Supporting Your Cycle Holistically


You don’t have to push through your cycle blindly. Understanding your unique rhythm can help you care for your body in a deeper way.


Here are supportive approaches that can help manage estrogen dominance and support hormonal balance:


  • Track your cycle. Not just your period, but energy, mood, pain, and sleep throughout the month.

  • Support liver and gut health — both play a role in clearing excess estrogen.

  • Focus on fiber, leafy greens, and anti-inflammatory foods to assist natural hormone balance.

  • Reduce exposure to environmental estrogens (like some plastics or body care products).

  • Avoid blood sugar spikes, as they can throw off hormone signaling.
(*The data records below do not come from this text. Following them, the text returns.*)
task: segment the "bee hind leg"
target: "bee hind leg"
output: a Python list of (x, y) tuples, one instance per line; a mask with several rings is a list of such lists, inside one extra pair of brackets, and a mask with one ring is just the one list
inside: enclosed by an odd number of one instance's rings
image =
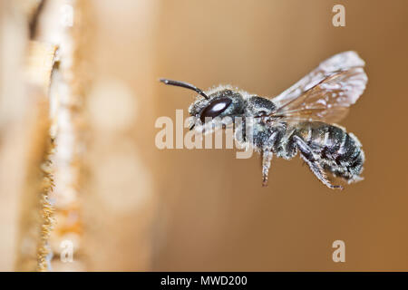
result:
[(267, 175), (270, 168), (270, 161), (272, 160), (273, 153), (270, 149), (262, 150), (262, 186), (267, 185)]
[(327, 179), (327, 176), (325, 173), (325, 170), (317, 162), (317, 160), (315, 158), (312, 149), (298, 136), (294, 136), (293, 140), (300, 151), (300, 156), (305, 160), (305, 162), (307, 163), (312, 172), (315, 173), (316, 177), (329, 188), (343, 189), (343, 187), (341, 185), (333, 185), (330, 183), (329, 179)]

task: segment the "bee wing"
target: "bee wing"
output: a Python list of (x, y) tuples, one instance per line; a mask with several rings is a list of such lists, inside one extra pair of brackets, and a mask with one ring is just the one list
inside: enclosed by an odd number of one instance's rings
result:
[(364, 65), (355, 52), (332, 56), (274, 98), (277, 110), (273, 115), (293, 121), (339, 121), (365, 89)]

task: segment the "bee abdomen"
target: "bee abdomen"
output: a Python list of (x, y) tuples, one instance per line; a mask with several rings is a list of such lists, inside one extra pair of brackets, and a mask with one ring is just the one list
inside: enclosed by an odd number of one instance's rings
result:
[(359, 179), (364, 154), (353, 133), (325, 123), (310, 123), (299, 133), (325, 170), (350, 181)]

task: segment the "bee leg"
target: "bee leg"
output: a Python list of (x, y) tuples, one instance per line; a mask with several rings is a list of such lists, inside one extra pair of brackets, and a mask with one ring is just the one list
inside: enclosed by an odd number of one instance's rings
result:
[(343, 189), (343, 187), (341, 185), (333, 185), (330, 183), (330, 181), (327, 179), (327, 176), (325, 175), (325, 170), (322, 169), (322, 167), (315, 158), (312, 149), (298, 136), (295, 135), (293, 137), (293, 140), (295, 140), (295, 143), (296, 144), (296, 147), (300, 151), (300, 156), (305, 160), (305, 162), (307, 163), (310, 169), (313, 173), (315, 173), (316, 178), (319, 179), (319, 180), (322, 181), (323, 184), (325, 184), (329, 188)]
[(270, 161), (272, 160), (272, 150), (271, 149), (262, 150), (262, 186), (266, 187), (267, 185), (267, 175), (270, 168)]

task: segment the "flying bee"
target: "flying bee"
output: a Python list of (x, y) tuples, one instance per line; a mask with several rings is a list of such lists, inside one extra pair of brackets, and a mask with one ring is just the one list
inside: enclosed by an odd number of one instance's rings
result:
[[(190, 129), (203, 131), (214, 128), (216, 117), (230, 117), (237, 141), (249, 144), (261, 154), (264, 186), (274, 154), (290, 160), (299, 152), (320, 181), (330, 188), (342, 189), (342, 186), (331, 184), (327, 173), (348, 183), (363, 179), (362, 144), (335, 122), (345, 117), (348, 108), (364, 91), (367, 76), (364, 66), (355, 52), (335, 54), (272, 99), (231, 86), (203, 92), (183, 82), (160, 82), (199, 93), (189, 108), (193, 117)], [(238, 117), (244, 121), (237, 124)], [(253, 120), (250, 139), (244, 132), (247, 118)]]

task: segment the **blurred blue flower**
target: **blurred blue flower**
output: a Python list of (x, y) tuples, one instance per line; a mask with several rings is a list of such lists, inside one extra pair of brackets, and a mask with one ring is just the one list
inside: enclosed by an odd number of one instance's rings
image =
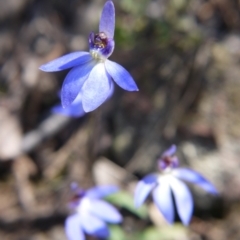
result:
[(145, 176), (138, 182), (134, 202), (139, 207), (152, 192), (153, 201), (169, 223), (174, 222), (174, 202), (178, 215), (184, 225), (188, 225), (193, 212), (192, 195), (184, 182), (197, 184), (207, 192), (217, 194), (215, 187), (199, 173), (188, 169), (179, 168), (179, 160), (175, 156), (177, 148), (172, 145), (158, 160), (159, 173)]
[(114, 50), (115, 9), (112, 1), (103, 7), (99, 33), (90, 33), (89, 53), (73, 52), (40, 67), (45, 72), (72, 68), (67, 74), (61, 92), (63, 107), (68, 107), (79, 93), (85, 112), (99, 107), (109, 96), (113, 81), (127, 91), (138, 91), (129, 72), (107, 58)]
[(99, 238), (109, 237), (106, 222), (120, 223), (122, 216), (109, 203), (101, 198), (115, 193), (115, 186), (94, 187), (87, 191), (72, 186), (75, 193), (69, 206), (75, 213), (65, 222), (65, 232), (68, 240), (85, 240), (85, 234)]

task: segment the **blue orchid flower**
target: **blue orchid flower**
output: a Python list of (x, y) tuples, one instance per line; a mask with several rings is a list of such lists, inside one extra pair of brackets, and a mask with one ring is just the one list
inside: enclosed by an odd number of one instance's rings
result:
[(54, 106), (51, 109), (52, 113), (61, 114), (69, 117), (82, 117), (86, 114), (82, 106), (82, 95), (81, 93), (74, 99), (72, 104), (66, 108), (63, 108), (61, 104)]
[[(177, 148), (172, 145), (158, 160), (160, 174), (152, 173), (138, 182), (134, 202), (139, 207), (152, 192), (153, 201), (169, 223), (174, 222), (174, 202), (178, 215), (184, 225), (188, 225), (193, 212), (191, 192), (183, 181), (197, 184), (209, 193), (217, 194), (216, 188), (202, 175), (188, 168), (179, 168)], [(182, 181), (183, 180), (183, 181)]]
[[(113, 92), (114, 92), (114, 86), (112, 85), (112, 89), (109, 93), (107, 100), (113, 95)], [(74, 101), (70, 104), (70, 106), (64, 108), (62, 107), (61, 104), (58, 104), (52, 107), (51, 112), (55, 114), (68, 116), (68, 117), (74, 117), (74, 118), (79, 118), (84, 116), (86, 112), (84, 111), (83, 105), (82, 105), (82, 94), (79, 93), (78, 96), (74, 99)]]
[(108, 238), (109, 229), (106, 222), (120, 223), (122, 216), (109, 203), (101, 198), (118, 191), (115, 186), (94, 187), (87, 191), (72, 186), (75, 193), (70, 207), (75, 213), (65, 222), (68, 240), (85, 240), (85, 234), (99, 238)]
[(95, 110), (109, 96), (114, 84), (112, 80), (127, 91), (138, 91), (129, 72), (108, 60), (115, 46), (114, 30), (115, 8), (112, 1), (107, 1), (103, 7), (99, 33), (90, 33), (89, 53), (73, 52), (40, 67), (45, 72), (72, 68), (62, 86), (63, 107), (68, 107), (81, 93), (83, 110)]

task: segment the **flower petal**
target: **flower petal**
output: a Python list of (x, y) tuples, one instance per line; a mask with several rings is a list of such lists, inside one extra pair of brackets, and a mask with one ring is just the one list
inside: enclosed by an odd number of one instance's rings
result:
[(65, 221), (65, 233), (68, 240), (85, 240), (81, 229), (81, 218), (79, 214), (69, 216)]
[(160, 178), (159, 186), (153, 190), (153, 200), (169, 223), (174, 221), (174, 206), (168, 177)]
[(81, 88), (89, 76), (89, 73), (95, 66), (95, 62), (91, 61), (87, 64), (73, 68), (66, 76), (61, 92), (61, 100), (63, 107), (68, 107), (78, 96)]
[(208, 180), (206, 180), (200, 173), (192, 169), (178, 168), (175, 169), (172, 174), (184, 181), (197, 184), (199, 187), (203, 188), (209, 193), (218, 194), (217, 189)]
[(176, 151), (177, 151), (177, 147), (176, 147), (176, 145), (173, 144), (166, 151), (164, 151), (164, 153), (162, 154), (162, 157), (172, 156), (175, 154)]
[(91, 199), (91, 204), (93, 207), (90, 209), (90, 212), (103, 221), (110, 223), (122, 221), (121, 214), (111, 204), (98, 199)]
[(82, 107), (82, 96), (81, 93), (75, 98), (72, 104), (66, 108), (63, 108), (62, 105), (56, 105), (52, 108), (52, 112), (55, 114), (62, 114), (70, 117), (82, 117), (86, 113)]
[(95, 110), (108, 98), (111, 91), (110, 81), (104, 64), (98, 63), (82, 87), (82, 103), (85, 112)]
[(138, 87), (132, 76), (121, 65), (107, 59), (105, 67), (109, 75), (121, 88), (127, 91), (138, 91)]
[(141, 181), (138, 182), (135, 193), (134, 193), (134, 204), (135, 207), (140, 207), (146, 200), (149, 193), (157, 185), (157, 175), (149, 174), (145, 176)]
[(87, 234), (100, 238), (109, 236), (109, 230), (105, 222), (91, 214), (84, 213), (81, 215), (81, 226)]
[(170, 185), (174, 194), (174, 199), (177, 206), (177, 211), (184, 225), (188, 225), (193, 212), (193, 199), (191, 192), (185, 183), (177, 178), (171, 177)]
[(107, 37), (113, 38), (115, 30), (115, 8), (112, 1), (107, 1), (102, 10), (99, 23), (99, 32), (104, 32)]
[(89, 198), (104, 198), (110, 194), (116, 193), (118, 190), (116, 186), (98, 186), (89, 189), (86, 192), (86, 196)]
[(43, 64), (39, 69), (44, 72), (62, 71), (85, 64), (90, 60), (92, 60), (92, 56), (88, 52), (73, 52)]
  • Explore stress reduction techniques such as breathwork, mindfulness, or gentle movement - this one keeps coming up every time, right? Calm nervous system = Harmony!

  • Talk to your endometriosis specialist to check hormones.


The goal is not perfection — it’s connection. When you begin to understand the language of your body, you can respond with clarity, not fear.


Normal vs. Endometriosis Cycle – A Comparison



Conclusion


A healthy menstrual cycle is like a thoughtful conversation between estrogen and progesterone. One builds, the other refines. One expands, the other restores.


In endometriosis, that conversation is disrupted. Estrogen takes the lead — loudly and often — while progesterone’s role is ignored or silenced. The result is a cycle that becomes louder, more painful, and harder to manage.


But understanding this gives you power. By observing your cycle, supporting your body naturally, and working with professionals when needed, you can begin to bring back harmony — on your terms.